■ 夜の散歩


「…蔵…、才蔵…」

「んー…?」

「起きんか才蔵!」

「ぅあい!」


びょん、とでも効果音のつきそうなくらいに跳ね起きると、待ってましたとばかりに小太郎にキャッチされた。
そして素早く着物を脱がされ、動きやすそうな物を着せられる。

寝起きで頭が上手く回らないうえ、いきなりのキャッチアンド着替えになすがままになっていた俺だったが、小太郎に小脇に抱えられ旅館の外に出るまでにはだいぶ意識がはっきりしてきた。

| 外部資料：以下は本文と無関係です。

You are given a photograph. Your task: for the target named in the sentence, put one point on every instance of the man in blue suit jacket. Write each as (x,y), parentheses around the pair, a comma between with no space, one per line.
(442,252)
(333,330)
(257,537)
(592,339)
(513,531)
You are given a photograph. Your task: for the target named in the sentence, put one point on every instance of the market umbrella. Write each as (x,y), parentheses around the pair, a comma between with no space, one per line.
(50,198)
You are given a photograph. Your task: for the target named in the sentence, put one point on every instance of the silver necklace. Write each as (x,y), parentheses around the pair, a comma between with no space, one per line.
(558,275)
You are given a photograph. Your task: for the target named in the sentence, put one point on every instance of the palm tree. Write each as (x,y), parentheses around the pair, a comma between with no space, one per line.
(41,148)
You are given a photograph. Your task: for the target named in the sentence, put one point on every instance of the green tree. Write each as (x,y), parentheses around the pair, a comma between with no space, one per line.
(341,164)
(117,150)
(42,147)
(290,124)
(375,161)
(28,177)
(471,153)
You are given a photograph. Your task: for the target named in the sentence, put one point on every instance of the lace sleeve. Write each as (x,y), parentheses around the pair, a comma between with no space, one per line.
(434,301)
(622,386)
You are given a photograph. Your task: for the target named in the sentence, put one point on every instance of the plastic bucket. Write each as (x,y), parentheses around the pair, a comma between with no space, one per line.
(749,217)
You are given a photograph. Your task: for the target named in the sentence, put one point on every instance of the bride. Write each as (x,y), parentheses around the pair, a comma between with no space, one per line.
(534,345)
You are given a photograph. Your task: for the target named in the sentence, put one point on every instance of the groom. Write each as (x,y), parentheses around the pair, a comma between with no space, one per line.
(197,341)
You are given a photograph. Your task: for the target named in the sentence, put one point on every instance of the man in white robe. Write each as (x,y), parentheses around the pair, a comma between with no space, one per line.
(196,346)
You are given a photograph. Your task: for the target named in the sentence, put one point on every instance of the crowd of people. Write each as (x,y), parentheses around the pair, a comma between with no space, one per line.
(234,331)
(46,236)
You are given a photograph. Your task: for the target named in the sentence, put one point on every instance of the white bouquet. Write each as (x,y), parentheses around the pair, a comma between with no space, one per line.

そういえばどっか行くとか言ってたっけね、なんて思いながら小太郎の背中におぶられ揺れる。
目の前の襟首にすん、と鼻をつけて嗅げば、忍ではなく人として過ごす時間が増えてしまったからだろうか、いつになく濃い小太郎の匂いがした。
まぁそれでも、充分薄い、人の匂いだけれど。

きゅうと首にしがみつきながら、じぃちゃん、と声をかける。


「どこいく、の?」

「ちょうど今の季節に見れるもんを見に行くんぢゃよ」

「……おばけ?」


そう言ったら、爆笑されました。
ちなみに小太郎も肩震えてます、笑ってるねコレ。
恥ずかしい。
子供の言う事なんだからそんなに笑わなくても良いじゃないですか…っ!

恥ずかしさに肩に顔を埋めて足をパタパタとさせると、宥めているのか制止しているのか、よいしょと背負い直されたあとにぐりぐりと頭に小太郎の横顔が押し付けられる。
すいません、大人しくします。
でも恥ずかしいものは恥ずかしいんだよ、と言い返すように俺もむぎゅーッと頬っぺたをくっ付けて押した。


「…なんぢゃい、おぬしら。楽しそうにしおってからに」


お互い頬っぺたが寄って変な顔になっているのは分かっていたから、あえてそのままでにへらと笑った。
うん、楽しい、です。


ずんずん進み、昼間に引き続きまた森の中へと入る。
昼の少し整えられた道と違い、今回は完全な獣道だ。
それでも中へ迷わず進んで行くじぃちゃんに付いて行き、ガサガサと歩くこと三分。
前の方で水の流れる音が微かに聞こえ、同時に何かうっすら光る物が見える。


「なに?」


そう聞くが、じぃちゃんはニマニマと笑みを返すだけで答えてくれない。
小太郎もまたふるふると首を振って答えてくれず、首を傾げた。